# Charles Rangel Celebrates 200 years of Prince Hall Freemasonry in New York



## My Freemasonry (Mar 26, 2012)

New York Representative Charles Rangel celebrated the 200th anniversary of Boyer Lodge No. 1 and Prince Hall Freemasonry in New York on the floor of the House of Representatives last week.

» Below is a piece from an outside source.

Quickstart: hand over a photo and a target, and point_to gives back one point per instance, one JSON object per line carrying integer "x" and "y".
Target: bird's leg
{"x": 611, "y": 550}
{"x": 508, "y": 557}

From his remarks on March 22nd, 2012:

_History notes that Boyer Lodge No. 1 was named after Jean Pierre Boyer, a native of Saint-Domingue, who was born around February 15, 1776. He was a courageous soldier and leader of the Haitian Revolution, who served as a General under Toussaint L' Ouverture in the Haitian War of Independence against the French Government. Jean Pierre Boyer served as the fourth President of Haiti from 1818 to 1843, and managed to rule for the longest period of time of any of the revolutionary leaders of his generation. He reunited the north and south of Haiti in 1820 and also invaded and took control of Santo Domingo, which brought all of Hispaniola under one government by 1822. Under President Boyer's leadership, Haiti declared independence from France in 1825, becoming the only free Black nation, then in existence.As stated by Worshipful Master Carlo Smith-Ramsay, 

The daring price that our ancestors paid to boldly and audaciously decide to become Freemasons at a time in history when men of color were not entirely free men and the laws of the land provided them very little protection is the reason why we should humbly and reverently celebrate our Bi-centennial Anniversary of Boyer Lodge No. 1.''_​
Read his complete remarks here.

H/T to Stephen Hill
	

	
	
		
		

		
			






More...


----------



## BryanMaloney (Mar 26, 2012)

More details on Boyer: Haiti: 1820 -1843:Rule of Jean-Pierre Boyer


----------



## Blake Bowden (Mar 27, 2012)

Not a fan of Rangel.


----------



## BroBill (Mar 27, 2012)

Is Charlie Rangel a Mason? Or was he a guest speaker?


----------



## Blake Bowden (Mar 28, 2012)

BroBill said:


> Is Charlie Rangel a Mason? Or was he a guest speaker?



Opportunist. Okay, I need to stay away from this thread..lol


----------



## BroBill (Mar 28, 2012)

Lmao


----------



## BryanMaloney (Apr 1, 2012)

H.R.735: Rangel Rule Act of 2009 - U.S. Congress - OpenCongress


----------



## Mindovermatter Ace (Jan 15, 2017)

BryanMaloney said:


> More details on Boyer: Haiti: 1820 -1843:Rule of Jean-Pierre Boyer



The link is dead.


----------



## Brother JC (Jan 15, 2017)

It's a five-year old post...


----------



## Mindovermatter Ace (Jan 23, 2017)

Brother JC said:


> It's a five-year old post...



So what. Are links suppose to go dead after 5 years? 


Sent from my iPhone using My Freemasonry


----------



## dfreybur (Jan 23, 2017)

Mindovermatter Ace said:


> So what. Are links suppose to go dead after 5 years?



Internet domain names tend to be paid for by the year with the maximum time that can be paid in advance being 5 years.  That's in addition to sites reorganizing their content.

In fact when it comes to reorganizing content one of the principles is that unchanging content fails to draw traffic.  So yes, links are in fact supposed to go dead by then.  Though it's even better to have ever growing content that keeps getting paid for.


----------